De botanische tuin is een wetenschappelijke instelling van de Universiteit van Rostock voor onderzoek, onderwijs en educatie over het belang van biologische diversiteit en het behoud van zeldzame plantensoorten. De tuin is ook beschikbaar voor het publiek als informatiebron en groene oase. Ongeveer 7.000 plantensoorten worden biologisch gekweekt in wetenschappelijke afdelingen, biotoopfaciliteiten, kassen en een universiteitstuin op het 7,8 hectare grote monumentale terrein.
Het buitenterrein
Het buitenterrein van de Botanische Tuin bevat de volgende hoofdgebieden: De systematische sectie en het bijbehorende arboretum groeperen op wetenschappelijke wijze ongeveer 2500 plantensoorten volgens hun fylogenetische verwantschap en getuigen van de vooruitgang in de evolutie van het plantenrijk, die zich gedurende vele miljoenen jaren via verschillende ontwikkelingspaden heeft voltrokken. Het morfologisch-biologische gedeelte richt zich op een grote verscheidenheid aan plantformaties op basis van ongeveer 350 soorten, die bepaalde vitale functies vervullen bij de aanpassing aan omgevingsomstandigheden en kunnen worden gekarakteriseerd als functionele planttypen. Hier is de rol van plantenorganen bij het waarborgen van overleving en voortplanting de aanleiding voor de ontwikkeling van zeer diverse, maar ook verbazingwekkend vergelijkbare blauwdrukken in verschillende plantengroepen. In het officiële gedeelte worden meer dan 200 soorten die worden gebruikt als geneeskrachtige, genezende, specerij-, verf-, vezel- en technologische planten gegroepeerd op basis van hun ingrediënten en overeenkomstig gebruik. De sectie over de geschiedenis van nuttige planten in Noordoost-Duitsland presenteert ongeveer 60 plantensoorten die vanaf het neolithicum in het gebied van het huidige Noordoost-Duitsland zijn geïntroduceerd en in belangrijke mate zijn gebruikt.
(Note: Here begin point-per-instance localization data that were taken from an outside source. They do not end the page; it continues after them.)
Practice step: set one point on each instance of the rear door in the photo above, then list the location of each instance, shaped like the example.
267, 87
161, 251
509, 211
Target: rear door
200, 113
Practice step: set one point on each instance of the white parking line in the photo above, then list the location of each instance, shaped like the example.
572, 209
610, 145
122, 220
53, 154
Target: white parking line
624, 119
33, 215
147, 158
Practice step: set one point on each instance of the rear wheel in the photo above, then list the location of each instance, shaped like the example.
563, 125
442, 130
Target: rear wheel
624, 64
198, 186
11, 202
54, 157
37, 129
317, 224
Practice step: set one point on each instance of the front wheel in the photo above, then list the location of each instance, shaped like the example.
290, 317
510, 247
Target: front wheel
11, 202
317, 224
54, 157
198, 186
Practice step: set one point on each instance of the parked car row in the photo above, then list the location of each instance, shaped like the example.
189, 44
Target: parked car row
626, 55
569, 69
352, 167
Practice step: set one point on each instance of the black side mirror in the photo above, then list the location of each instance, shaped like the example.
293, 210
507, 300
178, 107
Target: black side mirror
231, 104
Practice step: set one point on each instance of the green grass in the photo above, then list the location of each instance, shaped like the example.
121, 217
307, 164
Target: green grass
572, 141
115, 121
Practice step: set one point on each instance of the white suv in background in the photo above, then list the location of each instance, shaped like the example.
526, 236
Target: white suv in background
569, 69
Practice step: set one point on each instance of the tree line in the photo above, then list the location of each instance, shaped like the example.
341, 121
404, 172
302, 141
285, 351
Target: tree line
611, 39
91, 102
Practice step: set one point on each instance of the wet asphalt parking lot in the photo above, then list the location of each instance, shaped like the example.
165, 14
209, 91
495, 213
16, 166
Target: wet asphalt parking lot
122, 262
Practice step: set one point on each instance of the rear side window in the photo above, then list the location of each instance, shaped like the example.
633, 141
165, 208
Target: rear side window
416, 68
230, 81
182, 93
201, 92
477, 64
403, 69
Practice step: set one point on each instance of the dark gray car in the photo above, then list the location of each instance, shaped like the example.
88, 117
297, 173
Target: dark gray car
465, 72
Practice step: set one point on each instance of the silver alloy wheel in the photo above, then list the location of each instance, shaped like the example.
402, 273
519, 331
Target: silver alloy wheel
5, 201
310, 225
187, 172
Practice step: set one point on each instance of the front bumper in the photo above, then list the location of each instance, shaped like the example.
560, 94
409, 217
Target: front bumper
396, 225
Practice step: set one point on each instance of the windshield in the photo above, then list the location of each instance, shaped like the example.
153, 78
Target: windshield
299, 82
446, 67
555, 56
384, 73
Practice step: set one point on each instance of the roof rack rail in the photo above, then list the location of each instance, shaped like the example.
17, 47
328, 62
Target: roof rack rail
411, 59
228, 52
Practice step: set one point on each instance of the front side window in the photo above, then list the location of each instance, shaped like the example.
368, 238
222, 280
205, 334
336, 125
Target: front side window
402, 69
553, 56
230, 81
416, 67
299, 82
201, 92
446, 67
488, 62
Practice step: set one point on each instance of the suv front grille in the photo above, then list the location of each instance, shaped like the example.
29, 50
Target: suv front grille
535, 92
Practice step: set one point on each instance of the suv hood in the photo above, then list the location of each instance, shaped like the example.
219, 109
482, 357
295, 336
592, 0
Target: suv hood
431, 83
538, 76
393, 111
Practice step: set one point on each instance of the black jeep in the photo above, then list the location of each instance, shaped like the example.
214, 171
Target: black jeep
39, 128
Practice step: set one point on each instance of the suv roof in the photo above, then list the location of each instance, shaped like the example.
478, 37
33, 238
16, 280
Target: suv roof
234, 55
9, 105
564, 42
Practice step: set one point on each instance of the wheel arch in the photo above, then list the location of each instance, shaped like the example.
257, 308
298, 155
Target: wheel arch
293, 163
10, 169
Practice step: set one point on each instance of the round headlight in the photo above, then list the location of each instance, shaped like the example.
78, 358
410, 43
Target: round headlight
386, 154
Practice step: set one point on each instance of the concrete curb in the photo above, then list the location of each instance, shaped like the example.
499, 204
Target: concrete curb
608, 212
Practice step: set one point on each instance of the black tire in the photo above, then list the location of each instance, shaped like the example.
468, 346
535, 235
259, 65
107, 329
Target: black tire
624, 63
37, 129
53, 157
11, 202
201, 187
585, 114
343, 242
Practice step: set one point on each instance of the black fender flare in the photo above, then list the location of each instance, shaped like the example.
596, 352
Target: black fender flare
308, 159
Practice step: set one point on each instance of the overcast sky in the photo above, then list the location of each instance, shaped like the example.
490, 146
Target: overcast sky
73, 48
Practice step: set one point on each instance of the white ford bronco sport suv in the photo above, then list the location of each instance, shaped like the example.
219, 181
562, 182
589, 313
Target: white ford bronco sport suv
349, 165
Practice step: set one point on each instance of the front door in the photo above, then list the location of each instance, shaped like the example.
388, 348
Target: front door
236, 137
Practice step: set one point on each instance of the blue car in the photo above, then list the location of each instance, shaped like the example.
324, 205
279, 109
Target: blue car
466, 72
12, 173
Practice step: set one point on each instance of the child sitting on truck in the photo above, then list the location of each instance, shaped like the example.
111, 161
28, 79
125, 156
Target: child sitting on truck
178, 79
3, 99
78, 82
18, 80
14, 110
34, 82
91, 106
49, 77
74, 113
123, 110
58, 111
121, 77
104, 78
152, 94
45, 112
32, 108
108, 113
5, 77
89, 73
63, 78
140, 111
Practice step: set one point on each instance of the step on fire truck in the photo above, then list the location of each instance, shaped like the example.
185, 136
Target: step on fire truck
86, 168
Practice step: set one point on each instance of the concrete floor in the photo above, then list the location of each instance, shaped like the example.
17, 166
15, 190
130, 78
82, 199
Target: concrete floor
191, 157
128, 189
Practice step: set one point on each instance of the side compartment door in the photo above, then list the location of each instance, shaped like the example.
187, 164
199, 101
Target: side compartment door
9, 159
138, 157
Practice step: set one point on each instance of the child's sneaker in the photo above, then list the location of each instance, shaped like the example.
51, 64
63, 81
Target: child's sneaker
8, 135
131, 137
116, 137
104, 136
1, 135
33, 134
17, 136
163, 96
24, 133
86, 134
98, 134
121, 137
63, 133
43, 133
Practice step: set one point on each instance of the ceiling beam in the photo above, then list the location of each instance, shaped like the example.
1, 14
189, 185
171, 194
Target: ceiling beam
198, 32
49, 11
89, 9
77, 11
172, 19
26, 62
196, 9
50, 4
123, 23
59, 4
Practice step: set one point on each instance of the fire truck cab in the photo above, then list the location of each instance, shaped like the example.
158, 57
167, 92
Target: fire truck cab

In andere delen van de tuin, de biotoopgebieden, mogen de planten op natuurlijke wijze groeien. De eisen van de locatie en de interacties met elkaar zijn hier doorslaggevend. Naast het duin- en tussenveen, het voorjaarsveen en de natte weide, het droge zandgrasland, het beukenbos en het elzenmoeras, evenals de beek en de drie vijvers geven het belang weer van de ecologische habitat voor de ontwikkeling van de diversiteit in het plantenrijk. In het Alpinum kun je zien hoe het complex van extreme omgevingsfactoren in de hoge montane en subalpiene stadia op zure en alkalische verwering van moedergesteenten heeft geleid tot eigenaardige en zeer kleurrijke aanpassingen, die ook interessante overeenkomsten vertonen in systematisch zeer verschillende groepen. Ongeveer 1500 soorten zijn hier gehuisvest. Kleinere planten zijn de Japanse tuin, een verzameling groenblijvende soorten en een perkzone met beschermde inheemse plantensoorten. Een zogenaamde universiteitstuin, een ruimte voor tuinbouwtherapie en een bijen-informatietuin worden beheerd door externe partners.
De kassen
De kassen bevatten collecties (ongeveer 1000 soorten) van nuttige tropische en regenwoudplanten, subtropische soorten uit verschillende woestijnen en halfwoestijnen over de hele wereld, en mediterrane soorten uit vier continenten. De geografische focus ligt op de Oude Wereld (paleotropen) met Afrika, Madagaskar en de Canarische Eilanden. Speciale collecties omvatten een reeks uitdrogingstolerante vaatplanten en vleesetende planten, die het onderwerp zijn van onderzoeksprojecten.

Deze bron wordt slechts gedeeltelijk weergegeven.